- In der Austauschvorlage werden die folgenden Änderungen gestrichen:
1. § 4 Abs. 2
4. § 8 Abs. 5
8. § 23 Abs. 7 Satz 5
- Die Änderungsvorschläge zu Richtlinien für die Einwohnerfragestunde werden durch die folgende Neufassung der Richtlinien ersetzt (Änderungen unterstrichen):
(1) In der Sitzung der Bürgerschaft und in denen der Ausschüsse findet eine Einwohnerfragestunde statt. Sie ist Bestandteil der öffentlichen Sitzung der Bürgerschaft und der Ausschüsse.
(2) Allen Einwohnerinnen und Einwohnern der Hansestadt Lübeck, wird Gelegenheit gegeben, in den Einwohnerfragestunden an die Bürgermeisterin / den Bürgermeister oder an die Ausschussvorsitzende / den Ausschussvorsitzenden Fragen im eigenen Namen zu Beratungsgegenständen oder in anderen städtischen Angelegenheiten, die die Bürgerschaft oder die Ausschüsse selbst entscheiden können (Selbstverwaltungsangelegenheiten), mündlich zu stellen und Vorschläge oder Anregungen zu unterbreiten, jedoch in einer Einwohnerfragestunde insgesamt nicht mehr als zwei. Die Fragen werden vom Bürgermeister und oder von der Ausschussvorsitzenden / den Ausschussvorsitzenden beantwortet. Jeweils ein Mitglied der einzelnen Bürgerschaftsfraktionen oder der einzelnen Ausschussfraktionen kann die Beantwortung ergänzen.
(3) Die Fragen zu Beratungsgegenständen werden mündlich in den Sitzungen der Bürgerschaft oder in der für das Thema der Fragen zuständigen Ausschusses gestellt.
(4) Die Fragen sollen kurz und sachlich gefasst sein. Sie dürfen sich nur auf einen Gegenstand beziehen und Auskunft über bestimmt bezeichnete Tatsachen verlangen. Sie sollen eine kurze Beantwortung ermöglichen. Die Stadtpräsidentin / Der Stadtpräsident oder die zuständige Ausschussvorsitzende / der zuständige Ausschussvorsitzende haben andere Fragen zurückzuweisen.
(5) Nicht zugelassen sind:
- Fragen, die reine Weisungsangelegenheiten (Aufgaben, die von der Hansestadt Lübeck im Auftrag durchgeführt werden) betreffen.

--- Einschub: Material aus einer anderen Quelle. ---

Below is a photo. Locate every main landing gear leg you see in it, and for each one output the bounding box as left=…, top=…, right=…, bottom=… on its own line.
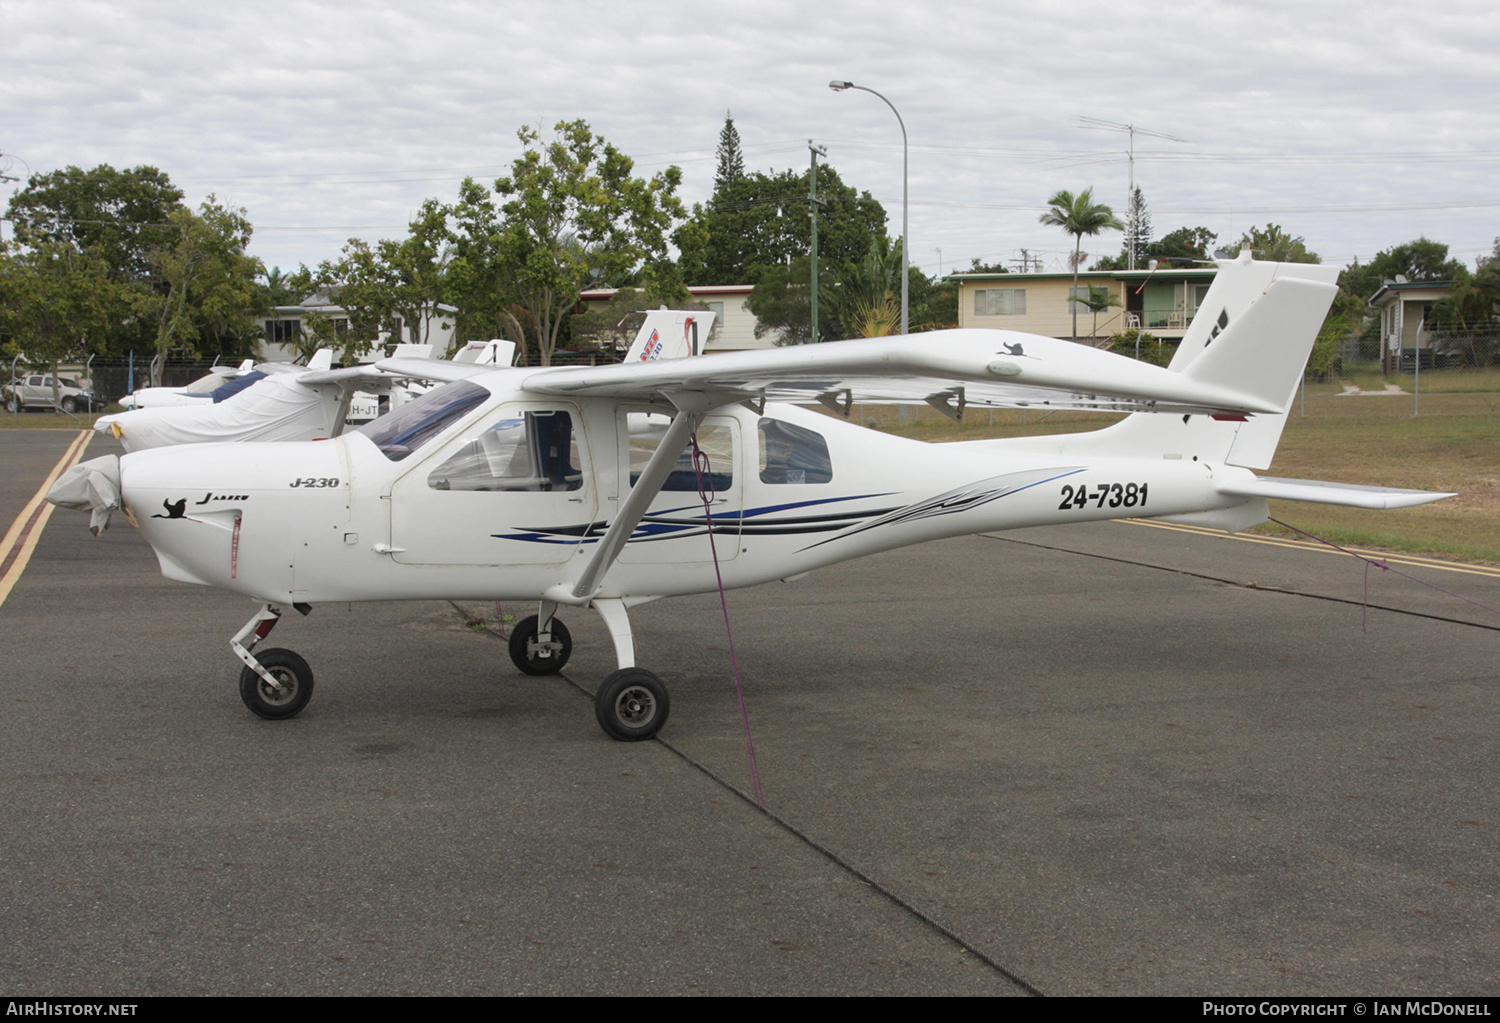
left=591, top=598, right=669, bottom=742
left=230, top=603, right=314, bottom=719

- Fragen in der Bürgerschaft und im zuständigen Ausschuss zu Punkten die auf der Tagesordnung der jeweiligen Gremien gestanden haben, wenn diese entweder einen Bericht angefordert oder den Punkt vertagt haben weil die Fraktionen oder die Bürgermeisterin / der Bürgermeister ihre / seine oder die zuständigen Ausschussmitglieder ihre Meinungsbildung noch nicht abgeschlossen haben / hat.
- Fragen, deren Gegenstand im Falle der Beratung in einer Sitzung der Bürgerschaft oder des zuständigen Ausschusses aus öffentlichem Interesse im nichtöffentlichen Teil der Sitzung zu behandeln sind.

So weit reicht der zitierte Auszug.